Climate a Bigger Challenge Than Recession, China Says
By John Duce
Oct. 7 (Bloomberg) -- China, the world’s biggest polluter, said climate change is a challenge that it shares with the world and is a more formidable one than the global recession.
The world’s third-largest economy is committed to helping fight climate change and has taken “responsible” steps, Vice Minister of Science and Technology Liu Yanhua said at a conference in Hong Kong today, reiterating the stance of President Hu Jintao.
Industrialized economies such as the U.S. and developing countries led by China are deadlocked on how much rich nations should help poor ones deal with climate change and how much wealthy countries should cut emissions. President Hu said last month China will cut emissions in proportion to economic growth, without giving specific targets or goals.
“High-ranking members of the government are now publicly saying before the Copenhagen climate-change summit what China is doing to tackle the problem and that it’s prepared to do more,” Yang Ailun, a spokeswoman at environmental group Greenpeace, said by phone from Beijing. “The aim is also to put pressure on countries like the U.S. to make greater commitments to reduce emissions and to counter arguments China’s not doing enough.”
China is among more than 190 nations set to gather in Copenhagen starting Dec. 7 for the final round of talks on a climate accord to replace the Kyoto Protocol, expiring in 2012. The Chinese government has ruled out accepting binding caps on emissions, saying it will tackle climate change by increasing the use of cleaner forms of power and by reducing energy use.
Curbing Emissions
Developed nations should share carbon-reducing technologies with poorer countries to help them cut emissions, Liu said today. He also said developed countries should take the lead in committing to binding emission caps.
India and China would have to “respond very positively” if rich nations such as the U.S. agreed to a goal of cutting emissions by 40 percent from 1990 levels by 2020, India’s environment minister, Jairam Ramesh, said on Aug. 25 in an interview in Beijing where he had met with Xie Zhenhua, China’s top climate-change negotiator.
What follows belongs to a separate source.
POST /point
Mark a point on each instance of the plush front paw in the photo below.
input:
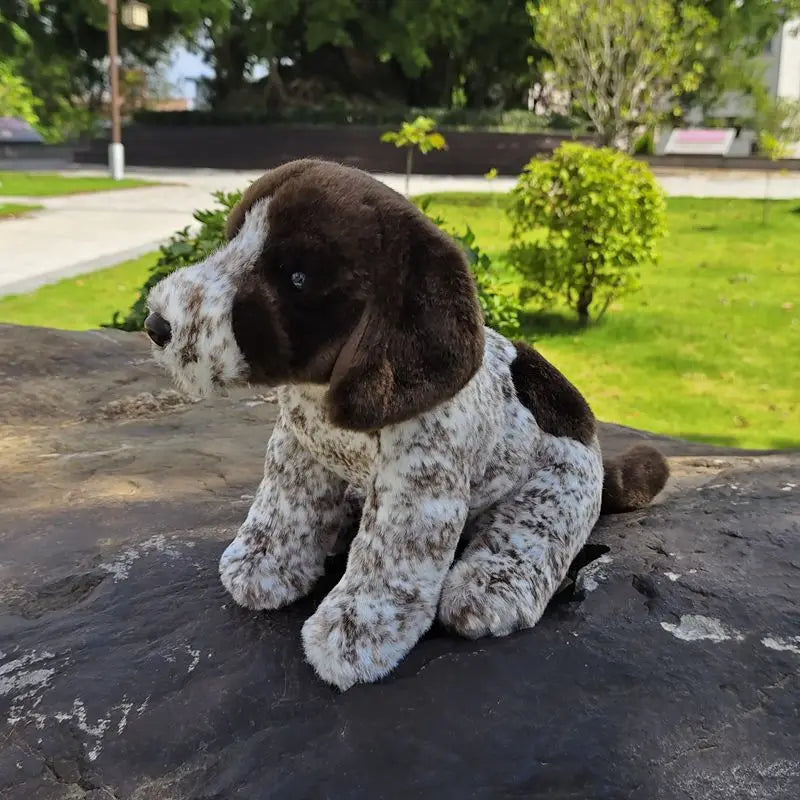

Meeting India’s negotiating stance would entail an overhaul of climate-change laws in developed countries. In the U.S., legislation passed by the House sets the goal of a 17 percent reduction from 2005 levels by 2020.
Access to Technology
Emerging economies including India have said they need access to funds and technologies such as wind turbines to meet emission curbs and sustain growth.
China is lagging at least 10 years behind the West in the development of energy reduction- and clean electricity- production technology, and richer countries should transfer this know-how to developing nations, said Wang Xiaokang, president of the state-controlled China Energy Conservation Investment Corp., which advises companies on emission and pollution reduction.
China has submitted a plan to develop alternative forms of energy such as wind and nuclear to the Cabinet for approval and may announce the proposal before the Copenhagen talks, Zhou Fengqi, an adviser to the energy research institute at the National Development and Reform Commission, said on Sept. 21.
The New-Energy Development Plan is pending final approval from the State Council, or Cabinet, and will include some revised “bigger and bolder” goals to develop new types of energy, Zhou said.